In practice this is harmless for the encounter rate and almost always harmless for the diffusion rate. The aliased weight is small, and the prey it misattributes to small predators is either resource (whose spectrum is cut off at large sizes, so the contribution is multiplied by zero) or large fish. Weighted by the encounter integrand’s \(w_p\,dw_p\), the residual fish contribution is negligible, so mizerEncounter() agrees with the exact direct summation (used for custom kernels, see below) to roughly one part in \(10^{7}\).

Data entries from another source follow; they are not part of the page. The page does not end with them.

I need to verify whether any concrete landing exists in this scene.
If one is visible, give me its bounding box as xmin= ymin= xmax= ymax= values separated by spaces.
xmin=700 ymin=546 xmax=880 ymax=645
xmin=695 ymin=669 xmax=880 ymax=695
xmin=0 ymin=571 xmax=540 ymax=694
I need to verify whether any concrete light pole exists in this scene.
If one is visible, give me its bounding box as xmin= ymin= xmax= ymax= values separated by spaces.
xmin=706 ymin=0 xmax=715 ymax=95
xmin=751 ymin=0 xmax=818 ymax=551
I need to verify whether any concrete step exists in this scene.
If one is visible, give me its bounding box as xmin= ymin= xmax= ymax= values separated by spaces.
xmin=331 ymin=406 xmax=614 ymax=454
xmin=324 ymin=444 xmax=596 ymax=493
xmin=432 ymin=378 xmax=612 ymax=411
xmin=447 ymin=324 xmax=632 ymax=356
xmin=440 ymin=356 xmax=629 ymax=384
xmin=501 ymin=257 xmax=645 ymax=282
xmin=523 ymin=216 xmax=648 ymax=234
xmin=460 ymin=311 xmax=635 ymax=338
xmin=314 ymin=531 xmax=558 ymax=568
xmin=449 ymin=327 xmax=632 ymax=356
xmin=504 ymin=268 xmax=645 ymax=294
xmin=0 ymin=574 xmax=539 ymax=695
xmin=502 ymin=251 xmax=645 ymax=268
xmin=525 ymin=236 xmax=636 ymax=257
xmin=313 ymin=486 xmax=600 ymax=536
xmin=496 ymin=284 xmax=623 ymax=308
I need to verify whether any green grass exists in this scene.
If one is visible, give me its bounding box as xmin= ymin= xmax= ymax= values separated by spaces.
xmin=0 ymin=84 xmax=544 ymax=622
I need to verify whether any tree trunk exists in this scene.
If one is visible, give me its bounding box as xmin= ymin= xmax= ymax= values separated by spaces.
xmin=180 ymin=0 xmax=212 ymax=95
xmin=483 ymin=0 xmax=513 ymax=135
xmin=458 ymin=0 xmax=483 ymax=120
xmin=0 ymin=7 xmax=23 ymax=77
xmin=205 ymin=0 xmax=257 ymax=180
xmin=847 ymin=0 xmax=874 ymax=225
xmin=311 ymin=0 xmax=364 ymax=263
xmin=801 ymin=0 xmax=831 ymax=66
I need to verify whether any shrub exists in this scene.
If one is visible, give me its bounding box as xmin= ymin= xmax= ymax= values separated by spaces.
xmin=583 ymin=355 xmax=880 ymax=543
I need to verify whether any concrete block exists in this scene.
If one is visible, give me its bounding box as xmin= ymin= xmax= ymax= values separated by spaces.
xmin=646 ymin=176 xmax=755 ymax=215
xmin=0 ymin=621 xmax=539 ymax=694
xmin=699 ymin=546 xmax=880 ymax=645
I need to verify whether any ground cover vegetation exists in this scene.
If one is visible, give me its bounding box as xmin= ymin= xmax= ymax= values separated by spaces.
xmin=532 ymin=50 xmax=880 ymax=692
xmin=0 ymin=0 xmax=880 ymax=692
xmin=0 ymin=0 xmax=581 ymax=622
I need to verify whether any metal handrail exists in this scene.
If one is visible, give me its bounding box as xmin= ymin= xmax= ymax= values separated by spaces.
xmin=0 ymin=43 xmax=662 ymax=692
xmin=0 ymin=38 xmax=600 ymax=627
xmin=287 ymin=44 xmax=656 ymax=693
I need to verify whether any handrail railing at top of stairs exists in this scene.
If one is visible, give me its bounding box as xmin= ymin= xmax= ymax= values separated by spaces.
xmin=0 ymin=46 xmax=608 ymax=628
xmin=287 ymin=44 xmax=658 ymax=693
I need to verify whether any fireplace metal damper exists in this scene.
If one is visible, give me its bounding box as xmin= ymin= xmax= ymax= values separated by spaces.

The diffusion integrand carries an extra power of prey size, \(w_p^2\,dw_p\), which amplifies precisely the large-prey contribution that the wrap-around misplaces. The artifact therefore becomes relatively large in the small-predator tail — but only where the diffusion itself is vanishingly small. On a standard grid the absolute error is about \(10^{-5}\%\) of the peak diffusion, and over the bins that carry any appreciable diffusion the relative error is \(\sim10^{-5}\), far below mizer’s other discretization errors and with no effect on the dynamics. (The error does not shrink with grid resolution: it is set by the kernel’s lower tail not having decayed before the periodic boundary folds, not by \(\Delta x\).) For this reason mizer leaves the FFT path unmasked for diffusion rather than paying for a full zero-padded convolution.

If an exact diffusion (or encounter) integral is needed, the way to get it is to supply a custom predation kernel with [setPredKernel()]. When a custom kernel is present, mizerEncounter() and projectDiffusion() fall back to direct summation over the full predation kernel returned by [getPredKernel()], which explicitly zeroes prey larger than the predator and so has no wrap-around at all. This direct path is what makes [getDiffusion()] correct for a general predation kernel that depends on predator and prey size separately rather than only on their ratio.